Whitley @ Annandale Hotel

A bigger audience is not always a better audience. Sometimes more people, just means more noise. This seemed to be the case Friday night at the Annandale Hotel. I don't listen to the radio, so I have really no idea what is popular these days, Triple J wise or the more horrid commercial alternatives. But having seen Whitley's debut album "The Submarine" in basically every record store I visit these days, I am assuming he is getting quite a name for himself these days. So it proved by selling out the Annandale Friday night. Although that could have had something to do with the support act. But more about that in a moment. Having seen Whitley perform last year at various venues to small but enthusiastic audiences I was particularly keen to see them live for the first time in months, especially as "The Submarine" was my favourite Australian album of 2007. But I wasn't prepared for a packed venue, full of avid fans. Well, I assume they were avid. Hard to tell, when many seemed more interested in talking (loudly), getting to the bar and texting their friends. People, it's quite simple. Go to a show and LISTEN.

Anyway, despite this nearly ruining the night, the music was great. The band has recently been touring the US and they seemed tighter and more forceful then ever before. In fact there was serious rocking out during some numbers, such as in "Lost in Time". And although this was impressive, I think I actually enjoy these songs sung in a more softer, gentler method. Thankfully half through the set the band left the stage and Lawrence played 3 beautiful numbers solo. "Cheap Clothes", "More Than Life" and the Bjork cover "Hyper Ballad". All beautifully rendered, despite the incessant chatter. The band returned and the show flowed again, including a delightful "I Remember". After an extremely short break, Lawrence returned for a superb rendering of "The Life I Keep", his voice echoing through the old pub. That is a great feature of this band, his voice. Ranging from full throated roar to husky whispers, it shows enormous range. Believe me, this is a seriously talented band with a great future. But I believe the dilemma going forward will be two fold. To cope and please a burgeoning fan base and to attempt to straddle the line between being a rock band and delivering acoustic folk. Hopefully they can succeed in both areas. I think they certainly will.

Now, the support act was Howie Day. All the way from the US. Honestly I had never heard of him before Friday night. Apparently he has had a good deal of commercial success and there was a quite a fan base ready to see him perform. I will say this. His voice is impressive, in a strong forceful way, and he can play the guitar. But his songs were MOR moderate. Thin and transparent with flimsy lyrics and dull melodies. I guess this is what passes for music these days on commercial radio.
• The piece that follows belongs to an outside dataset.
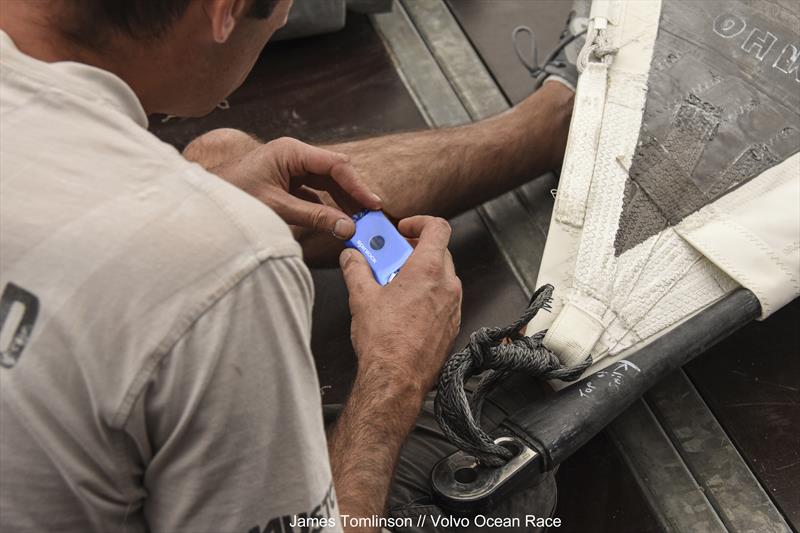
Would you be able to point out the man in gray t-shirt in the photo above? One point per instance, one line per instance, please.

Before I go I need to say this. Seagull could be my favourite new Australian band. All I knew, before Friday, is that they were from Melbourne. Unfortunately I only saw the last two songs of their set. This I regret, for they were excellent. A masterful blend of driving melodies, robust rhythms and earnest and heartfelt vocals made for a shot of musical wonderment. They created an magical atmosphere in a short time, that augurs well for their future. I bought their debut album "Goodbye Weather" after the show and I love it. The two songs I heard were "Baby" and "Spear", but there are many more gems on the album. This is a band I need to see again.